De acordo com o artigo 1º da Lei n. 14.193/2021, constitui Sociedade Anônima do Futebol (SAF), a companhia cuja atividade principal consiste na prática do futebol, feminino e masculino, em competição profissional, sujeita às regras específicas da lei e, subsidiariamente, às disposições da Lei nº 6.404/1976 (Lei das SA’s), e da Lei nº 9.615/1998 (Lei Pelé).

A Sociedade Anônima do Futebol pode ser constituída de três formas eleitas pelo legislador: I – pela transformação do clube ou pessoa jurídica original em Sociedade Anônima do Futebol; II – pela cisão do departamento de futebol do clube ou pessoa jurídica original e transferência do seu patrimônio relacionado à atividade futebol; e III – pela iniciativa de pessoa natural ou jurídica ou de fundo de investimento.

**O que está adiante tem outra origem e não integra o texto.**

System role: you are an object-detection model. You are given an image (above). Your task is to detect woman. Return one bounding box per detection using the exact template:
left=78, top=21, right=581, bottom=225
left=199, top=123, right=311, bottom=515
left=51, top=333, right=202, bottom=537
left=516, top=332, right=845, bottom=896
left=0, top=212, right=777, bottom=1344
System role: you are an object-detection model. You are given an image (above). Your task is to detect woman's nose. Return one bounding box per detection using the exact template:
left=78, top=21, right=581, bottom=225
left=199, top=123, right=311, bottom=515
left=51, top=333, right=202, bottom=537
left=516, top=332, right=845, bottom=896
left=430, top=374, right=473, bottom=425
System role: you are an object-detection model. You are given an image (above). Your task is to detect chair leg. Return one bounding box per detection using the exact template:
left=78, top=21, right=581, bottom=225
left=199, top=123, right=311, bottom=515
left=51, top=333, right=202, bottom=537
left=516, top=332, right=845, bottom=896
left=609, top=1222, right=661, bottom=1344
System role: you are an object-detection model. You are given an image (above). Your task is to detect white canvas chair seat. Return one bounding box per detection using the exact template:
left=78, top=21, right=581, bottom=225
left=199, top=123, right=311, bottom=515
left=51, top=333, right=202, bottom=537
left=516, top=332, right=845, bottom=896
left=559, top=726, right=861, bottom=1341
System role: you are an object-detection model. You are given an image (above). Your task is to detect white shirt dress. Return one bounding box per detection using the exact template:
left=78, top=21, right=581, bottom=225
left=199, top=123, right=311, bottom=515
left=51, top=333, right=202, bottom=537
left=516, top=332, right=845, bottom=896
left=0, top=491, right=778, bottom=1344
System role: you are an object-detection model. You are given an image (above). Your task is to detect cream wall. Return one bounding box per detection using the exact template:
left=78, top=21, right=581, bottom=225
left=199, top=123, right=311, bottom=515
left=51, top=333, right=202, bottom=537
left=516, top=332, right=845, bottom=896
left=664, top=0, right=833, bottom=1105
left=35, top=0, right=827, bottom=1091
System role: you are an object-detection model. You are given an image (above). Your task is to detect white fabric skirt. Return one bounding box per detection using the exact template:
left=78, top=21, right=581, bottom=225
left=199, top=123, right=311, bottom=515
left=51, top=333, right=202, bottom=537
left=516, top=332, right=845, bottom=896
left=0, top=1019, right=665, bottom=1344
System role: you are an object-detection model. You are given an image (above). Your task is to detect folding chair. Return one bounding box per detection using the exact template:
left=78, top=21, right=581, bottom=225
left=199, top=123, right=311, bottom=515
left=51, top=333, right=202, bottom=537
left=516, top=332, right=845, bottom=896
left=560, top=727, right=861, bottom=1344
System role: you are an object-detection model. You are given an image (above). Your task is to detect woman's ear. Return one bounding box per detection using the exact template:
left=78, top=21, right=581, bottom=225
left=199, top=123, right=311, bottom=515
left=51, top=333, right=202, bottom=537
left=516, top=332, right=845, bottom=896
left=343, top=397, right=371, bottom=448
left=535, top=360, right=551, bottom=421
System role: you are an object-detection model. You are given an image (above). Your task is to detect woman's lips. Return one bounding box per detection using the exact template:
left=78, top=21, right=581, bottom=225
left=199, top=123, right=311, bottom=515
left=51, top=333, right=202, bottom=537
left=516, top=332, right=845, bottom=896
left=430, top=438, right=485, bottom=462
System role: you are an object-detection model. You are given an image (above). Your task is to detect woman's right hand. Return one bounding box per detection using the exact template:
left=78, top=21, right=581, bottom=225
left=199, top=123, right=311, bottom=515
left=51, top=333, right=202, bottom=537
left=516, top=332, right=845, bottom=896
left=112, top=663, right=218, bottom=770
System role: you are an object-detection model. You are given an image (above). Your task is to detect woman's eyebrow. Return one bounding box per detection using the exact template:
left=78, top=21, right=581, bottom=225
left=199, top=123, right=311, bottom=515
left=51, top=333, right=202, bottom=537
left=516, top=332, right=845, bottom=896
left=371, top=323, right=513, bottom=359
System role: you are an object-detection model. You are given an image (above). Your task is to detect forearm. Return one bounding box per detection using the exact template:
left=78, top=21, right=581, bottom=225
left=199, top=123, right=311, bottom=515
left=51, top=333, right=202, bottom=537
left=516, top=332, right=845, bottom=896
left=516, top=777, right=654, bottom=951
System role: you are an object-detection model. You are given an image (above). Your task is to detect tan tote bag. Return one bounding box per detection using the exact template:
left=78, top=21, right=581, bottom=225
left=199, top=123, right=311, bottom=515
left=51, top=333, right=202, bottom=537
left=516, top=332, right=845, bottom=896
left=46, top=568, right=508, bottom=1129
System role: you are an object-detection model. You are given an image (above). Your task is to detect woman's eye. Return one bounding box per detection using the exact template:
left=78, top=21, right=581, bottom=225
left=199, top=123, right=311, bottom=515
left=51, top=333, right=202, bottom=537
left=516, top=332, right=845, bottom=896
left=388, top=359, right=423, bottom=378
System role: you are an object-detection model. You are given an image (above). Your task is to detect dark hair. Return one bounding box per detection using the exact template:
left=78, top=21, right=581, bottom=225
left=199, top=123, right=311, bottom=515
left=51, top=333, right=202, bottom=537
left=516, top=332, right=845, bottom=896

Nas hipóteses I e II acima enumeradas, a SAF sucede obrigatoriamente o clube ou pessoa jurídica original nas relações com as entidades de administração, bem como nas relações contratuais, de qualquer natureza, com atletas profissionais do futebol e a SAF terá o direito de participar de campeonatos, copas ou torneios em substituição ao clube ou pessoa jurídica original, nas mesmas condições em que se encontravam no momento da sucessão, competindo às entidades de administração a devida substituição sem quaisquer prejuízos de ordem desportiva.

Além disso, na hipótese do item II acima destacado, os direitos e deveres decorrentes de relações, de qualquer natureza, estabelecidos com o clube, pessoa jurídica original e entidades de administração, inclusive direitos de participação em competições profissionais, bem como contratos de trabalho, de uso de imagem ou quaisquer outros contratos vinculados à atividade do futebol serão obrigatoriamente transferidos à SAF.

Outrossim, o clube ou pessoa jurídica original e a SAF deverão contratar, na data de constituição desta, a utilização e o pagamento de remuneração decorrente da exploração pela SAF de direitos de propriedade intelectual de titularidade do clube ou pessoa jurídica original;

A sucessão trabalhista está disciplinada nos arts. 10, 448 e 448-A da CLT e ocorre quando há transferência de titularidade de empresa ou estabelecimento. Segundo a regra geral, qualquer alteração na estrutura jurídica da empresa não afetará os direitos adquiridos por seus empregados. Outrossim, a mudança na propriedade ou na estrutura jurídica da empresa não afetará os contratos de trabalho dos respectivos empregados e quando caracterizada a sucessão empresarial, as obrigações, ainda que contraídas na época do sucedido, serão de responsabilidade do sucessor.

A questão da sucessão trabalhista desportiva foi bem definida na Lei nº 14.193/2021 e de acordo com o artigo 2º, a Sociedade Anônima do Futebol pode ser constituída de três formas: I – pela transformação do clube ou pessoa jurídica original em Sociedade Anônima do Futebol; II – pela cisão do departamento de futebol do clube ou pessoa jurídica original e transferência do seu patrimônio relacionado à atividade futebol; ou III – pela iniciativa de pessoa natural ou jurídica ou de fundo de investimento.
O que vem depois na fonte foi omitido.